Frage: Aber Windräder sind doch sauber, verpesten nicht Luft, Wasser und Boden und machen auch sonst keinen Dreck. Und wir brauchen doch sauberen Strom?
- So biegen sich leider manche Politiker und Energieunternehmen die Wirklichkeit zurecht. Denn was jetzt hier geplant ist, führt 35 Jahre nach der DDR-gemachten Umweltkatastrophe in dieser Region WIEDER zu einer katastrophalen Naturraumzerstörung. Ganz konkret zu Abholzung und Waldsterben, einer negativen Klimabilanz, d.h das Projekt ist klimaschädlich, es gibt ungeklärte Entsorgungsprobleme, eine verbesserungswürdige Kraftwerksbilanz der WKA.
- Vor allem aber bedeutet es für tausende Bürger auf Jahrzehnte zementierte hochgradige Belastungen und Einschränkungen für Gesundheit, Lebensqualität und ihren Besitz.

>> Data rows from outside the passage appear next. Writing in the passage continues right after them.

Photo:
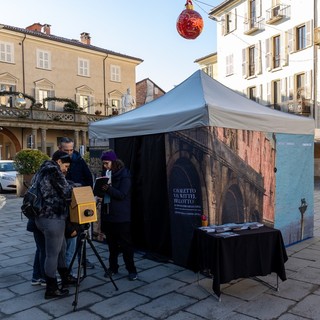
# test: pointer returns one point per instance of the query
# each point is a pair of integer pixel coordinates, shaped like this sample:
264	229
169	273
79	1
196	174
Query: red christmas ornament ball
189	24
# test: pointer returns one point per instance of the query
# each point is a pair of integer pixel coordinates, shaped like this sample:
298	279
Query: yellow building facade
44	66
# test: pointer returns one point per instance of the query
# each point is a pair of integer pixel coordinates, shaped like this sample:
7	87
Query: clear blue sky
145	29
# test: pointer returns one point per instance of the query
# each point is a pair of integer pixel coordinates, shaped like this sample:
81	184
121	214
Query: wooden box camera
83	206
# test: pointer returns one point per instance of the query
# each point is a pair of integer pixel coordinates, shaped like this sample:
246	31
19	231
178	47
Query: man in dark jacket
116	214
80	174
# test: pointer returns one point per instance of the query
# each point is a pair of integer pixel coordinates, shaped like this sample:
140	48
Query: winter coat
55	191
120	198
79	171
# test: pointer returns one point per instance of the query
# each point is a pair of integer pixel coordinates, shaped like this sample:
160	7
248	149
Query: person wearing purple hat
116	213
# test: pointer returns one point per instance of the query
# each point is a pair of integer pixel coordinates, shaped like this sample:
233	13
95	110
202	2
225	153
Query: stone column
84	138
35	141
76	140
43	140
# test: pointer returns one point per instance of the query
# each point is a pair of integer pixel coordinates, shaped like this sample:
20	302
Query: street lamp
303	207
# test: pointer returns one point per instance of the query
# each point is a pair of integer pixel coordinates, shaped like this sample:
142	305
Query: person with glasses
80	174
116	213
56	194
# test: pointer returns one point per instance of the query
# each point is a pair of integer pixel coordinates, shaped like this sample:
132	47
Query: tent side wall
145	157
294	185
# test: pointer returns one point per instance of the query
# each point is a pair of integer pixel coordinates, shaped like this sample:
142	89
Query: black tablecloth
256	252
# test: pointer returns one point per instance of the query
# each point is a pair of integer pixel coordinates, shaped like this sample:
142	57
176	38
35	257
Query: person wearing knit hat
109	156
116	213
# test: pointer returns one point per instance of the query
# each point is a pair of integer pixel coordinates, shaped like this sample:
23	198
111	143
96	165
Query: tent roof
199	101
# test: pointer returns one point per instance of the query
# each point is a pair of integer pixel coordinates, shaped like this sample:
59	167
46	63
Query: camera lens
88	213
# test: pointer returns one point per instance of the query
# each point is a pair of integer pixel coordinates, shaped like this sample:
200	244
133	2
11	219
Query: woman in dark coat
116	213
55	194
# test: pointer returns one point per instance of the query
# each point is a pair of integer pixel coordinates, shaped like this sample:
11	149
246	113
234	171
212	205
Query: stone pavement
163	291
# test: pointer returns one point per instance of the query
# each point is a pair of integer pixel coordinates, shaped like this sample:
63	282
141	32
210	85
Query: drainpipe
23	69
104	81
315	68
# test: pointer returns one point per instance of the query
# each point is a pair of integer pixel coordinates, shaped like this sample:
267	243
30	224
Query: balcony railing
47	115
276	13
252	25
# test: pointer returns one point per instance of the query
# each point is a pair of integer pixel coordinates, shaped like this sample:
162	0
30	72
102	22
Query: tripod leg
82	248
78	247
101	262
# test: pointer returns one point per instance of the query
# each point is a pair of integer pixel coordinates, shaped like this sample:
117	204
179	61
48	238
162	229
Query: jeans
70	249
118	238
55	244
40	255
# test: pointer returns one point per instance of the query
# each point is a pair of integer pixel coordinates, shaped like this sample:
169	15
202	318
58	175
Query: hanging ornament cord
189	5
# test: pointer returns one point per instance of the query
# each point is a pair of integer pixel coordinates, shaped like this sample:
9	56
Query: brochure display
83	206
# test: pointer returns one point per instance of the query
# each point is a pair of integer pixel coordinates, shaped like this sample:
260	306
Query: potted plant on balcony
27	162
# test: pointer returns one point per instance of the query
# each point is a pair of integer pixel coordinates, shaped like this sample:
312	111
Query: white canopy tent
199	101
149	137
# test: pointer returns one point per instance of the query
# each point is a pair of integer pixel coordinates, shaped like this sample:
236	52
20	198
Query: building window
300	81
83	67
251	61
252	13
276	95
252	93
42	94
229	65
115	73
6	52
276	52
208	69
43	59
301	37
84	103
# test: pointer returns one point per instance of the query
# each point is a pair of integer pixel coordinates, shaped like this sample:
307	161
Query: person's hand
105	187
73	234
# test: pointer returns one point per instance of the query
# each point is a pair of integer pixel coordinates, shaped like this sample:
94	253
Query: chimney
35	27
85	38
46	29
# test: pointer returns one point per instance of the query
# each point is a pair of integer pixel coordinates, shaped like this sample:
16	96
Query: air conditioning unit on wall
317	36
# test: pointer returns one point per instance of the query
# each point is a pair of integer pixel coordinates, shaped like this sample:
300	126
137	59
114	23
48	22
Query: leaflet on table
226	234
232	226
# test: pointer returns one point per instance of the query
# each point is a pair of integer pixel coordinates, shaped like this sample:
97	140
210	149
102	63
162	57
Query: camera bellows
88	213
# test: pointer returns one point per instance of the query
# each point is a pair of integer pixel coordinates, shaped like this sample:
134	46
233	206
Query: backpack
32	201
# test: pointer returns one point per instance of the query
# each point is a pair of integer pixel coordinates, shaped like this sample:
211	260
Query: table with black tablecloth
256	252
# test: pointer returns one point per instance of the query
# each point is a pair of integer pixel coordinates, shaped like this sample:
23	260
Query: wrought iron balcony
47	115
277	13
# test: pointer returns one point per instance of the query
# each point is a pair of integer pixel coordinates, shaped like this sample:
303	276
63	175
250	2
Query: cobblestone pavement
163	290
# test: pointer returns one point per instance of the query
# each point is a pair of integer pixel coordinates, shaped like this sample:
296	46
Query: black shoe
58	293
133	276
110	273
88	264
69	280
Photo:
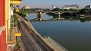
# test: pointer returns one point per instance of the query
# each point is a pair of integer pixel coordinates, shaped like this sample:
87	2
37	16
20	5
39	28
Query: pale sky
57	3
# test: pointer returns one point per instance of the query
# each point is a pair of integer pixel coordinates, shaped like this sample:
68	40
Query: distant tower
53	7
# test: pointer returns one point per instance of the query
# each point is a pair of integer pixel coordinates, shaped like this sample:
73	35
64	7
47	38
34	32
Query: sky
57	3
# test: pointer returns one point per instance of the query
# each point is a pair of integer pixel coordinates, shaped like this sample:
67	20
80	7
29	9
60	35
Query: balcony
15	2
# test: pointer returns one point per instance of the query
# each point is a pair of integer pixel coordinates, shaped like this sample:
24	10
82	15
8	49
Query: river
74	35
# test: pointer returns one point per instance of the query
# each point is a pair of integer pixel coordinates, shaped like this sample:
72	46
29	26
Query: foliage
22	14
56	9
84	11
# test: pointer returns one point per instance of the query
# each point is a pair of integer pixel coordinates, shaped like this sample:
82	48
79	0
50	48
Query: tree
83	11
56	9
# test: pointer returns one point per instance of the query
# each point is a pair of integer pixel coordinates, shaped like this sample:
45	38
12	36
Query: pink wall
3	45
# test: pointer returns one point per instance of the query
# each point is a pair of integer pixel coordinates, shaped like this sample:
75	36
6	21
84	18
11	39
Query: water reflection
71	32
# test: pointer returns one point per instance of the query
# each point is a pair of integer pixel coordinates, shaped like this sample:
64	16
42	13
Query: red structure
3	45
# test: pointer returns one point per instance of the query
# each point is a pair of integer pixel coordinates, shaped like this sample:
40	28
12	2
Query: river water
74	35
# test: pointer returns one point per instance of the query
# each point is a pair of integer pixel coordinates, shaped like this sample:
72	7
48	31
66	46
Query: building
88	7
53	7
26	7
71	7
5	18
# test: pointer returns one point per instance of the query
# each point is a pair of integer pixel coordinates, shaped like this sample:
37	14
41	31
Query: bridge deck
54	45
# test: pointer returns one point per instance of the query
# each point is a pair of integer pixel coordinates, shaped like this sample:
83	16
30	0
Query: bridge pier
39	16
58	16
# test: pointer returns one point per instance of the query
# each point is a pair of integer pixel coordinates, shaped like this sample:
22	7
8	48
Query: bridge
33	41
57	13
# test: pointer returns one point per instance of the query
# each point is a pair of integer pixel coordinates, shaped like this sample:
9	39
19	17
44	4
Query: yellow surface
17	34
15	2
17	10
7	17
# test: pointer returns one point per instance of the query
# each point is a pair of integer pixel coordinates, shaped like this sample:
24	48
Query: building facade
71	7
88	7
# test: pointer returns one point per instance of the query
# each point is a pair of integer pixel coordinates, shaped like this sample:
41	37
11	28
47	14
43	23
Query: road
28	41
31	43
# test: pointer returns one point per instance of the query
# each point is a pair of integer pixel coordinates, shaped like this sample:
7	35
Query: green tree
83	11
56	9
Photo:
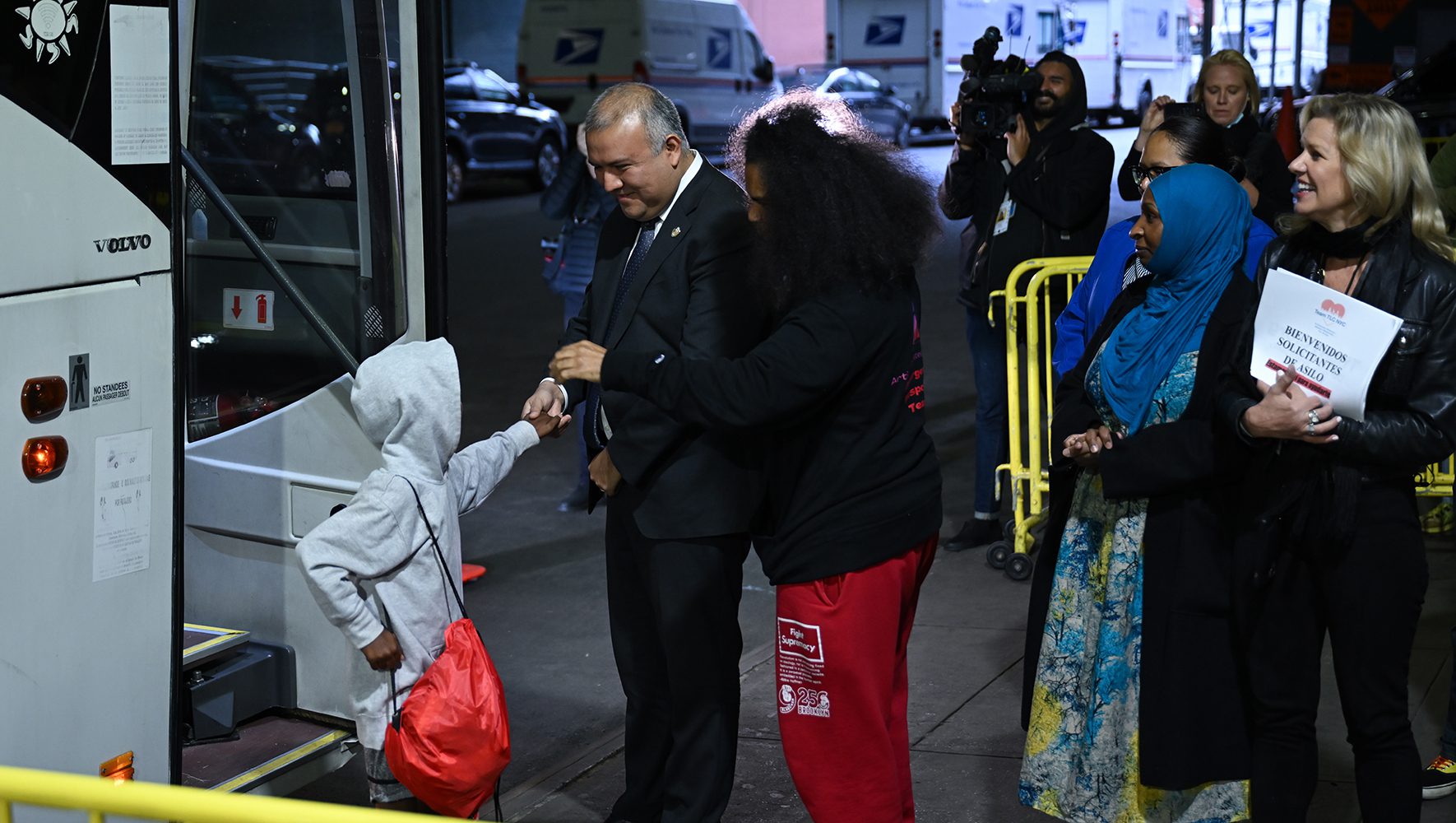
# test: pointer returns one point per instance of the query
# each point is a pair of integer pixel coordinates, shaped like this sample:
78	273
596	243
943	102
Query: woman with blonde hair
1329	539
1229	95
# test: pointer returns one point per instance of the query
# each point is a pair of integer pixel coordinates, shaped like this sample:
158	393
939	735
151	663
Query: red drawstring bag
450	741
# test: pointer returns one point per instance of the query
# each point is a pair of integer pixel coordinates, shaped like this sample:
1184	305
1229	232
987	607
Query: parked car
703	54
493	128
877	104
1427	91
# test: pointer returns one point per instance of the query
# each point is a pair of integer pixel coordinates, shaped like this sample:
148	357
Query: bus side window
276	121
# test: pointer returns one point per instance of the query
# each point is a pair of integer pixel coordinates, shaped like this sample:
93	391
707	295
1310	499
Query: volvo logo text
123	244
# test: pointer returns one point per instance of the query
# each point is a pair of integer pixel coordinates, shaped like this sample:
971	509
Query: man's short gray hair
628	101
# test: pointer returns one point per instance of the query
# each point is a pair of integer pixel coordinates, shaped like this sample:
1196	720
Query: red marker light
43	398
44	458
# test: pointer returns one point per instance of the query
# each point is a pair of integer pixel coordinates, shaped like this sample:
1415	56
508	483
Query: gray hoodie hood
406	399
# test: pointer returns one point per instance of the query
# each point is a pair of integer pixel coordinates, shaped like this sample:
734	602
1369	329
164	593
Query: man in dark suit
669	277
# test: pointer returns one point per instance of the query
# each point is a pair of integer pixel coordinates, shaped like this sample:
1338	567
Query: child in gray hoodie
376	556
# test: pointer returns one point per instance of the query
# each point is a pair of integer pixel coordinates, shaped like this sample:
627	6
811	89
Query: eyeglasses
1143	175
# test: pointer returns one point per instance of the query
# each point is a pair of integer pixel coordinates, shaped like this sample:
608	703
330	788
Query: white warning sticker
121	535
800	669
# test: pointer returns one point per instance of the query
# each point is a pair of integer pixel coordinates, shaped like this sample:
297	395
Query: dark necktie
629	272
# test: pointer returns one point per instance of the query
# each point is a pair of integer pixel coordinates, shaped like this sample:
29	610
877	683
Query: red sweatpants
843	690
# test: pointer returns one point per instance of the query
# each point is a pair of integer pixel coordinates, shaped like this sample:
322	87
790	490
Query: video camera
994	92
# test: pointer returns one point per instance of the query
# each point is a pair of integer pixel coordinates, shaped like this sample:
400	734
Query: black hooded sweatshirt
1060	193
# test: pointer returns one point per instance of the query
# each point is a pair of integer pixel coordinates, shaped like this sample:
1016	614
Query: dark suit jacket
690	297
1189	472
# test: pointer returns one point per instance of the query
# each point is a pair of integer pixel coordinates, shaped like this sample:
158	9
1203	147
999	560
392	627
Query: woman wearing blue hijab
1132	695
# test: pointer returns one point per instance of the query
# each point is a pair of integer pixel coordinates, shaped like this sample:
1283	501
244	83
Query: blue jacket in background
580	202
1104	283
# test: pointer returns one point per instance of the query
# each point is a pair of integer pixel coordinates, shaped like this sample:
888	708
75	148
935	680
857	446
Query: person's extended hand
1087	446
383	653
1018	142
548	425
1152	119
605	474
578	361
545	401
1287	412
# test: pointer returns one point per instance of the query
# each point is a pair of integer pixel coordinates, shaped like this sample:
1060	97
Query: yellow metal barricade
1028	319
100	797
1437	480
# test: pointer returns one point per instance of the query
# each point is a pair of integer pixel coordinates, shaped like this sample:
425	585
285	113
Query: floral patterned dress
1082	752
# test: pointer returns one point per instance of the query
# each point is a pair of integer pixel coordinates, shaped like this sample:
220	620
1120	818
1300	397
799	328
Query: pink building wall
792	31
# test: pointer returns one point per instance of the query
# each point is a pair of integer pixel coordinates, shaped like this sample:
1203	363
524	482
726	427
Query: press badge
1008	210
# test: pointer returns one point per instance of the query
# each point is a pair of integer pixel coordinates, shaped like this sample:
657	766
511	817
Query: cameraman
1040	189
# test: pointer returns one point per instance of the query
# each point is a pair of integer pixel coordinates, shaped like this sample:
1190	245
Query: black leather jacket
1412	404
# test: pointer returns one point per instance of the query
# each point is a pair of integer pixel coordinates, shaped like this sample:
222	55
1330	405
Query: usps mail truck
1130	50
705	54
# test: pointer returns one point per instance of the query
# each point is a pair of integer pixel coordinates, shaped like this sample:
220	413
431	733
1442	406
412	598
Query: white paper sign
140	81
1331	340
121	533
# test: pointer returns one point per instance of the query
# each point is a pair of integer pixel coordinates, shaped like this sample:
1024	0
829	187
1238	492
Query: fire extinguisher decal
238	316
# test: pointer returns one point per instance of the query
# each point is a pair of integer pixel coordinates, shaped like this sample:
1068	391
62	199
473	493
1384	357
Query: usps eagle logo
47	22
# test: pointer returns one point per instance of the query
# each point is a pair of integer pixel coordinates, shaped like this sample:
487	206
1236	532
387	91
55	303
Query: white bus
200	244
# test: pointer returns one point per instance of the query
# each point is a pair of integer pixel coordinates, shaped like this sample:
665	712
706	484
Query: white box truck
1130	50
705	54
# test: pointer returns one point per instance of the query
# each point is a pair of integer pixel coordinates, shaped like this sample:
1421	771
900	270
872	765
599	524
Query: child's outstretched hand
548	425
383	653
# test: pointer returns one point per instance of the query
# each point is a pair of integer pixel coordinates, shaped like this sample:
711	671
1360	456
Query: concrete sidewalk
964	702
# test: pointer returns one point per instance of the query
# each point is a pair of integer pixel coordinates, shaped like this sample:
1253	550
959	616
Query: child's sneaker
1439	779
1440	518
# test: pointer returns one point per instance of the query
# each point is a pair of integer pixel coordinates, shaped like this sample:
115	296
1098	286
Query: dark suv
491	127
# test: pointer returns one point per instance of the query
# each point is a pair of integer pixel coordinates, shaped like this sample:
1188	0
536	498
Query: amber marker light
44	458
43	398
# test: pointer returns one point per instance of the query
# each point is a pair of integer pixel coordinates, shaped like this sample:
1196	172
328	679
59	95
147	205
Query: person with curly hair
848	531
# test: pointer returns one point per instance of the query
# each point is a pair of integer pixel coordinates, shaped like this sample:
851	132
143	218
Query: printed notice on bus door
123	518
140	83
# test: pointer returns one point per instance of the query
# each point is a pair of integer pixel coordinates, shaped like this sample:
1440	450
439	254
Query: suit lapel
605	285
673	232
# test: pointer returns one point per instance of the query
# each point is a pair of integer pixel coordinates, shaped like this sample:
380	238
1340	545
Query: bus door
88	402
297	264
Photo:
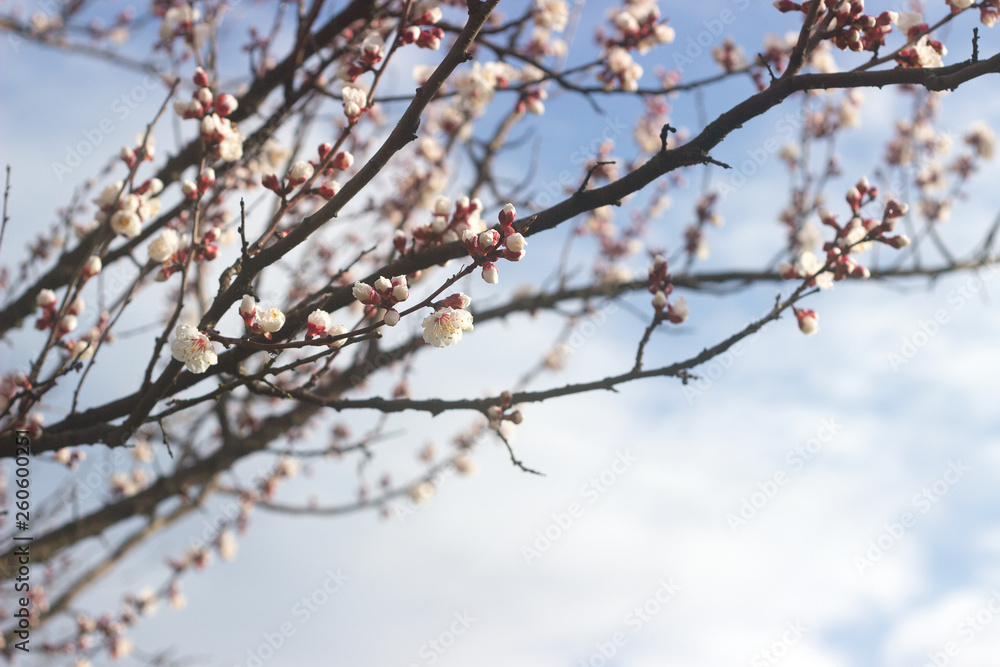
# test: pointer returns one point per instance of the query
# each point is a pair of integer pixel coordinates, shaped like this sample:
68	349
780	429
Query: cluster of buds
127	212
855	236
266	322
385	294
422	33
447	225
49	317
370	53
195	189
303	171
320	325
532	100
637	26
620	70
142	151
808	320
660	286
221	136
924	52
355	102
491	245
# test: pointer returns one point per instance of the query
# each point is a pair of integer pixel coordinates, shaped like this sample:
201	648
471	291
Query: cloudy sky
812	502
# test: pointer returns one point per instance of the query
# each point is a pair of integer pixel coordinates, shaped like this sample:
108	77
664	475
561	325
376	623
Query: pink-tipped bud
400	240
808	320
507	215
45	299
226	104
92	267
488	239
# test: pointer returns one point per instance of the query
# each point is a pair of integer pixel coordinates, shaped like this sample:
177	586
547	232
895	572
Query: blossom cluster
637	27
491	245
385	294
450	318
221	136
126	212
302	171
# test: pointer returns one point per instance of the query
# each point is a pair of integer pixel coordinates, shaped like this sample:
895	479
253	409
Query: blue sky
675	465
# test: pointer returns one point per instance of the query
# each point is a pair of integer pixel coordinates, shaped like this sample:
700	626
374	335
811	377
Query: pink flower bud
200	77
226	104
507	215
515	242
92	266
204	97
489	238
364	293
458	301
300	172
808	320
343	160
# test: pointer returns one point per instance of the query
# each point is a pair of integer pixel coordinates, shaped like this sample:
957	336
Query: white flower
248	306
227	545
164	246
337	330
272	319
320	320
400	291
444	326
126	223
808	264
679	311
363	292
193	348
515	242
300	171
45	298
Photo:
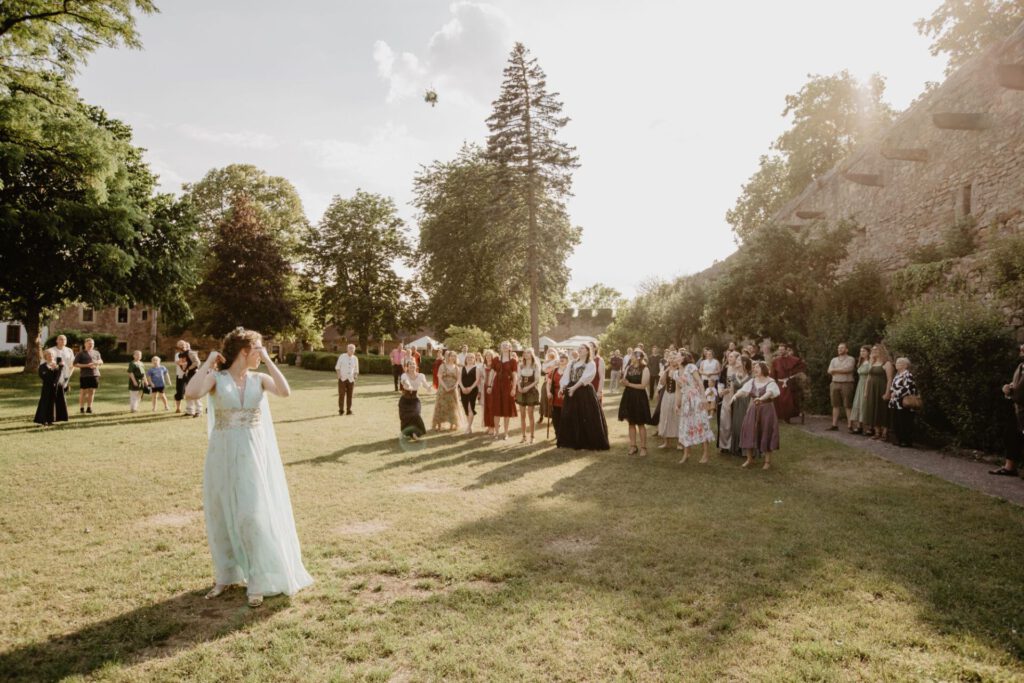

Die Wertminderung ihrer Grundstücke, der Häuschen, all dessen, was in Jahrzehnten aufgebaut oder ererbt wurde, ist enorm.
Frage: Aber der Gemeinderat hat trotzdem das Projekt vorangetrieben, Nägel mit Köpfen gemacht und jetzt die Planungen mit einem Beschluss festgezurrt …
Ja leider. Nachdem der Bürgermeister fast eine dreiviertel Stunde die angeblichen Vorteile der freiwilligen Ausweisung von Flächen für Windkraftanlagen mitten im Naturpark Dübener Heide rosarot dargestellt und im Gegenzug gültige gesetzliche Regelungen als Bedrohung schwarz an die Wand gemalt hat. Die beispielsweise zur Verhinderung einer unkontrollierten Privilegierung des gesamten Außenbereichs für Windkraft ab 2030 gedacht sind. Oder die eine direkte und unmittelbare Festsetzung von Vorrangflächen ab 2027 verhindern sollen. Dafür
wird dann gleich mal ein Viertel der Gesamtfläche des Naturparks Dübener Heide als minderwertiger Monokultur-„Industriewald" diskreditiert, wo die Kiefern sowieso durch Eiche- und Buchenwälder ausgetauscht werden müssten. Das ganze garniert mit Millionen-Gewinnen, an denen die Gemeinde angeblich irgendwie und irgendwann beteiligt sein soll. Kein Wort über die potentielle Gesundheitsgefährdung von mindestens 2000 im nahen Umkreis direkt betroffenen Bürgern durch Betriebsgeräusche, Abrieb, periodischen Infraschall, Schlagschatten und Lichtverschmutzung.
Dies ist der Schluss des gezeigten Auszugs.